В обычном разговоре слово «ненависть» обозначает просто интенсивный гнев, но надо отличать гнев, направленный против чего-то конкретного, от более общей ненависти, направленной против тех или того, кто объявляется плохим сущностно, независимо от его действий. Превращение гнева в ненависть может быть крайне опасно.

Официальная американская реакция на события 11 сентября 2001 года была основана в целом, я считаю, на гневе и страхе, а не на ненависти. Американское руководство заявило, что отнюдь не все мусульмане или определенное направление ислама подлежит ликвидации, но что нужно нацелить удар на тех, кто совершил теракты и, предположительно, продолжает угрожать Соединенным Штатам.
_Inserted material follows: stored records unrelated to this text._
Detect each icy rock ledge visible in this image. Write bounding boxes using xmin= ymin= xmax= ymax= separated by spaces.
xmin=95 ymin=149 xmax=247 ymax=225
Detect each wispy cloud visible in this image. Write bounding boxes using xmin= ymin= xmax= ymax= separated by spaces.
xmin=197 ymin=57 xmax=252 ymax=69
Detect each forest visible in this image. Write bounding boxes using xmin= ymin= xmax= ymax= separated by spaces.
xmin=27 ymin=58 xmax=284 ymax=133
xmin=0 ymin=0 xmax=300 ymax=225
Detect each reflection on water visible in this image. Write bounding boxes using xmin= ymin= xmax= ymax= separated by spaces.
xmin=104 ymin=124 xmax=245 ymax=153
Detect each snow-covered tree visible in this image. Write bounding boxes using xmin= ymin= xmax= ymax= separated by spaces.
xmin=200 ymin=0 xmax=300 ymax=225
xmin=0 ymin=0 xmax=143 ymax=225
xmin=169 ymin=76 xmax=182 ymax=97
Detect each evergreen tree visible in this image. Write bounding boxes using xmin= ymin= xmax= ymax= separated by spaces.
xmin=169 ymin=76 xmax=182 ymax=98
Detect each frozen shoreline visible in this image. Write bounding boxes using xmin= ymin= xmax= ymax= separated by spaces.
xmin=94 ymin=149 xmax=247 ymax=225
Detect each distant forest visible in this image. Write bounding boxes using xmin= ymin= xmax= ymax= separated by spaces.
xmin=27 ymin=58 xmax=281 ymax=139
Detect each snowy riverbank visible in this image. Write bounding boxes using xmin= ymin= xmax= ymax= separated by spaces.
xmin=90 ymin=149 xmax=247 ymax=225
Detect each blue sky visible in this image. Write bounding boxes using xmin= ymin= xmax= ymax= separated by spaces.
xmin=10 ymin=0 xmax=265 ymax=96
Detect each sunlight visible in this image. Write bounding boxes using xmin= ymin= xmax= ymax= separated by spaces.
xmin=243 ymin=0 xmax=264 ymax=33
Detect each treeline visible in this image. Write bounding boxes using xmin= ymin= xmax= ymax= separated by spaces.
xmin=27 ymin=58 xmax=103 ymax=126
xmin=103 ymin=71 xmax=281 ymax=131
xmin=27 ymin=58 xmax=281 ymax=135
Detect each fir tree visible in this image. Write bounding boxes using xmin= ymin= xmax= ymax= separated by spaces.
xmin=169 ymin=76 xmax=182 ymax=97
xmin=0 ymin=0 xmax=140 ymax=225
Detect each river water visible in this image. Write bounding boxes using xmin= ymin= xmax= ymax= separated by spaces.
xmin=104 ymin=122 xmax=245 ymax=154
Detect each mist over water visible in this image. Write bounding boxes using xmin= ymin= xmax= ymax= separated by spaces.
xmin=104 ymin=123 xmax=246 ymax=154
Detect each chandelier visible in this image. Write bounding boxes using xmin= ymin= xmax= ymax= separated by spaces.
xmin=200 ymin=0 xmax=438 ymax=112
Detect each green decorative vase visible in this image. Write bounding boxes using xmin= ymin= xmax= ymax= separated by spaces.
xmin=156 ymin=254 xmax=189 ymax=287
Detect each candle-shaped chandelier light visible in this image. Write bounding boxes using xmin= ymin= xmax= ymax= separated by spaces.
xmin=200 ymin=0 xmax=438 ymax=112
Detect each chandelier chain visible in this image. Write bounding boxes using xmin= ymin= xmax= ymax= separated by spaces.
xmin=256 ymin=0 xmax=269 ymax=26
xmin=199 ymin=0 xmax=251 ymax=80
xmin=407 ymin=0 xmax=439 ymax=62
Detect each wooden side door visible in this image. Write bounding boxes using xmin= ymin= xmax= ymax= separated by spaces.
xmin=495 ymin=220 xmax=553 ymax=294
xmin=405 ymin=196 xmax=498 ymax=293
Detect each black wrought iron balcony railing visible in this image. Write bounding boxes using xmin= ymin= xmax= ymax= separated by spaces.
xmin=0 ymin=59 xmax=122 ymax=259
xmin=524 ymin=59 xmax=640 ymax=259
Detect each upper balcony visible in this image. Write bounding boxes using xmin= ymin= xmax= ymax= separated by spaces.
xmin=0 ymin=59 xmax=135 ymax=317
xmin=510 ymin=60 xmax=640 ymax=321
Карать их следует за то, что они сделали, могут и могли бы сделать, а не за то, чем они сущностно являются, – такая мотивировка чувств и действий американских должностных лиц давалась, по крайней мере, в официальной риторике. Грань между страхом, гневом и ненавистью, однако, часто размывается. Смысл убежденности американцев в своей уязвимости, приведшей к вторжению в две мусульманские страны, основан на приписывании врагу совершенно другого менталитета. Враг представляется нам ненавидящим нас за то, что мы есть, независимо от того, что мы делаем16.

Страх лежит в основе многих этнических конфликтов и массовых истреблений. Д. Лейк и Д. Ротшильд говорят о «страхе того, что может принести будущее», ссылаясь на то, как объясняла причины террора в бывшей Югославии сербская пацифистка Весна Песич: «бояться будущего, живя прошлым»17. Страх перед будущим может включать в себя опасения за культурную ассимиляцию или физическое истребление. Как сказал однажды Милан Кундера, «малая нация может исчезнуть и знает это». Сложная эмоция негодования может быть связана со страхом. Изменение статуса, социальное унижение, ощущение, что некий индивид или группа незаслуженно обрели превосходство над тобой или твоей группой, могут основываться на желании сохранить чувство собственного достоинства или на опасении потерять статус, стать уязвимым. Далеко не всегда легко понять, с какой именно эмоцией мы сталкиваемся в каждом конкретном случае: с чувством несправедливости, невозможностью переносить унижение или со страхом перед риском. Унижение или оскорбление может спровоцировать возникновение фантазий, основанных на неправильных причинно-следственных связях, что может вылиться в планирование и осуществление мести.


Группы

Будучи социальными животными, люди вступают в отношения, предполагающие различные чувства. Группа определяется как «набор индивидов, осознающих себя членами одной общественной категории, сходно эмоционально воспринимающих принадлежность к этой категории и достигших определенного консенсуса относительно оценки их группы и их членства в ней»18. Образование группы связано с человеческой способностью, даже настоятельной потребностью распределять по категориям чувственное восприятие и опыт, чтобы придать миру смысл. Категоризация есть средство организации и понимания сложного мира, преобразование его в более простой, управляемый. С самого раннего возраста люди производят распределение по категориям, то есть создают «познавательные инструменты, расчленяющие, классифицирующие и упорядочивающие общественное окружение и таким образом дающие возможность индивиду совершать разнообразные акты общественной деятельности»19.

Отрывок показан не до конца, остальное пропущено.